Update November 8, 2015

Dhaka 4-41 am, 23-September, 2020

BIDS: Middle-class people to reach 33% by 2030

Sumel Sarker

BIDS

BIDS: Middle-class people to reach 33% by 2030

08 November 2015, Nirapad News: The middle-class group is expected to stand at 33% of the country’s total population by 2030, says Bangladesh Institute of Development Studies (BIDS).

Over the last two decades, the country witnessed a remarkable rise in middle class group, it said, adding that if the trend continues, the country is expected to add 25% of its total population by 2025.

It said only 9% of the population belonged to this category decades back and in 2010, this group accounted for 20%.

BIDS Research Director Binayak Sen revealed the information in his keynote paper on “Size and Growth of Middle Class in Bangladesh” at the BIDS dissemination event on presentations from the BIDS Research Almanac 2014-2015, at BIDS yesterday.

He said currently, there is no specific definition of middle-class. Generally, if someone’s income increases to $3 from $2 is fallen into the middle class.

“Pro-middle class growth would be an important policy agenda along with “Pro-poor Growth” as Bangladesh moves into the next stage of development underpinned by upper middle income target and SDGs, said Sen.

Planning Minister AHM Mustafa Kamal laid emphasis on more research on improving life of marginalised people.

“We need to work for upgrading marginal people’s life to the middle-class. For this, area-based project should be taken,” he said.

He said there are about two crore people mainly from Haor areas and from socially excluded communities like Bede (gypsy), Jele (fishermen), Hijra (transgender). “We cannot think of any sustainable development keeping these people outside the mainstream economic activities.”

BIDS Senior Research Fellows Rushidan Islam Rahman and Monzur Hossain also presented two key note papers on “Employment and Labour Market: Structural Change and Real Wage Growth” and “Capital Flows to LDcs: Lessons for Bangladesh” respectively.

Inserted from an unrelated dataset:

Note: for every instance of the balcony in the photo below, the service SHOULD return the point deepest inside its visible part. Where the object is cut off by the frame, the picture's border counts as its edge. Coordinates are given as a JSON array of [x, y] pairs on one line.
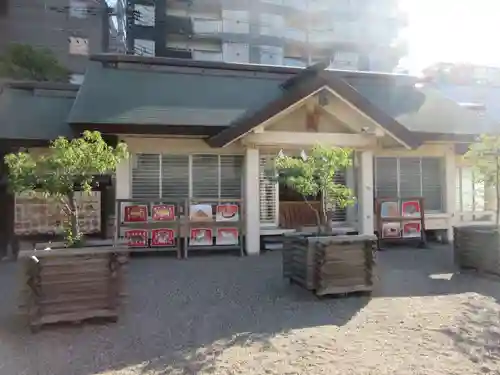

Rushidan in her paper focused mainly on the presence of surplus labour in the form of unemployment or under underemployment.

According to his paper, employment growth has been lower during 2010-13 as compared to the previous five-year period.

Additional domestic employment generation per year during the period (2010-13) was only 1.3 million, which was much lower than the projections of the Sixth Five Year Plan.

During the period annually 0.5 million workers have been absorbed through overseas employment.

“This shows a high dependence on foreign employment with associated uncertainty and other repercussions,” said Rushidan.

The shortfall in generating additional employment has been due to lower GDP growth achieved during these years as compared to targets set by the plan, she said. In addition, the growth of less labour-intensive sectors has contributed to the sluggish employment growth.

The underemployment rate, according to the paper, increased from 16.6% in 1996 to 24.5% in 2006 and decreased slightly in 2010 when it stood at 20.31%. A further decline of underemployment occurred during 2010-13, especially among the female workers.

Monzur in his paper said commitments made by donor countries to disburse 0.2% of their gross national income (GNI) as official development assistance (ODA) remain unfulfilled.